Mail hackerate: per Yahoo una crisi senza fine

Yahoo ha ufficialmente confermato che almeno 500 milioni di suoi account di posta elettronica sono stati violati da un attacco informatico avvenuto nel 2014: si tratta di uno dei più grandi hack nella storia di Internet. La notizia è stata anticipata dal sito Recode il 22 settembre e poi confermata da un comunicato stampa della stessa Yahoo. Il motore di ricerca ha fatto sapere che il furto di dati ha coinvolto informazioni personali come numeri di telefono e date di nascita degli utenti ma non ha coinvolto dati bancari o numeri di carta di credito.

Yahoo sta avvertendo gli utenti il cui account è stato violato e ha disattivato le domande di sicurezza per accedere agli account: agli utenti che non hanno cambiato le password negli ultimi due anni è stato suggerito di farlo il più presto possibile. La società gestita da Marissa Mayer sostiene che l’autore della violazione è stato un gruppo di hacker “supportato da uno stato”, ma non ha fornito ulteriori dettagli o prove a sostegno di questa ipotesi.

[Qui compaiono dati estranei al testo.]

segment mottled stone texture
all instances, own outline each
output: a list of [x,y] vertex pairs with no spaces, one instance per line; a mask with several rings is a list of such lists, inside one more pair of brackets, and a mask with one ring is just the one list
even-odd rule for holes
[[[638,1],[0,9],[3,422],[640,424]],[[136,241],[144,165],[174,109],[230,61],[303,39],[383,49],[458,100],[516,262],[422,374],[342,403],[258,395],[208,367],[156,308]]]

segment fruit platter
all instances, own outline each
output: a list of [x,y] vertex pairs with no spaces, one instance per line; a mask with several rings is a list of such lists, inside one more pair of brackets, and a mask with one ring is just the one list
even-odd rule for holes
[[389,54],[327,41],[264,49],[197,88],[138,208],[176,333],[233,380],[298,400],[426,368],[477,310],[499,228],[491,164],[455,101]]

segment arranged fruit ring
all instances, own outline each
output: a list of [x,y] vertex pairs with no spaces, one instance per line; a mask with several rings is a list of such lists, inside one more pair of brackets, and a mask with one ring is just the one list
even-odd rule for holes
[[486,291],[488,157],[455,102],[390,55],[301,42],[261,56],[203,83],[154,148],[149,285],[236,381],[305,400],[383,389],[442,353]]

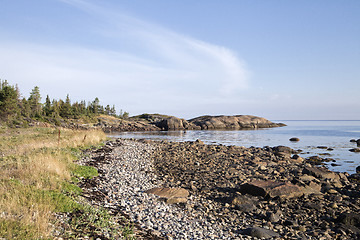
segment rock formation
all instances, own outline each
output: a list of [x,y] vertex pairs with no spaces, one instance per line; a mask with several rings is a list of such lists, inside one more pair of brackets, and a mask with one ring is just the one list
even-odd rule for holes
[[201,116],[189,120],[201,129],[257,129],[285,126],[282,123],[273,123],[265,118],[251,115],[236,116]]

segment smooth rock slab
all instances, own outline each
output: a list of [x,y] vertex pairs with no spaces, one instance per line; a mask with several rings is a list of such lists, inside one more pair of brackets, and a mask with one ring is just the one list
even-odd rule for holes
[[162,198],[187,198],[189,196],[188,190],[184,188],[152,188],[146,193],[151,193]]
[[275,182],[270,180],[254,180],[241,185],[240,190],[242,193],[248,193],[253,196],[270,196],[271,198],[293,198],[299,197],[303,194],[302,189],[292,183]]
[[331,172],[325,168],[305,167],[303,173],[319,179],[339,180],[339,176],[336,173]]

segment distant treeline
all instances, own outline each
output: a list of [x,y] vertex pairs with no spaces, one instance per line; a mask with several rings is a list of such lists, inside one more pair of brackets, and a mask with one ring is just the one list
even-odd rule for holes
[[102,106],[96,97],[94,101],[71,103],[69,95],[65,101],[50,100],[46,96],[45,103],[41,103],[39,87],[34,87],[30,97],[26,99],[21,97],[18,85],[10,85],[6,80],[0,80],[0,120],[16,121],[23,119],[36,119],[49,122],[59,122],[60,119],[80,119],[92,118],[99,114],[105,114],[114,117],[127,118],[129,113],[120,111],[116,114],[115,106]]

Fonti interne, ha detto Recode, affermano che due anni fa l’esperto di sicurezza informatica e allora dipendente di Yahoo, Alex Stamos, chiese ai dirigenti di Yahoo di fare qualcosa subito per la sospetta violazione di centinaia di milioni di account, ma fu ignorato. Stamos ha lasciato Yahoo a metà del 2015 e ora lavora come capo della sicurezza a Facebook. Alcuni siti tecnologici, a partire da Recode, raccomandano ora gli utenti di abbandonare Yahoo, non tanto per l’estensione dell’attacco, ma per il fatto che la società ha atteso così tanto tempo prima di renderlo pubblico e iniziare a fare qualcosa. Questo è un comportamento inaccettabile per una società che fornisce un servizio di posta elettronica che, per sua natura, richiede elevati profili di sicurezza e affidabilità.

Marissa Mayer

Foto di Jason Aldean / Bloomberg
L’attacco hacker è un altro grande problema nella lunga crisi che da tempo affligge Yahoo: perché una cosa è subire un attacco informatico e un’altra cosa non fare nulla per correre ai ripari. Inoltre il problema è indice di una ulteriore, terribile verità: la crisi finanziaria di Yahoo è così grave che la compagnia ha tagliato non solo i costi superflui, ma anche quelli di vitale importanza, come ad esempio quelli dedicati alla sicurezza dei sistemi.

La società di Sunnyvale, che qualche mese fa era al culmine delle trattative per l’acquisizione da parte di Verizon, potrebbe a questo punto affrontare la minaccia più grande di tutte: la risoluzione del contratto preliminare – Verizon non era stata informata dell’attacco informatico durante la due diligence e questo potrebbe rappresentare una giusta causa per la rescissione del contratto preliminare – o almeno per una rinegoziazione del prezzo.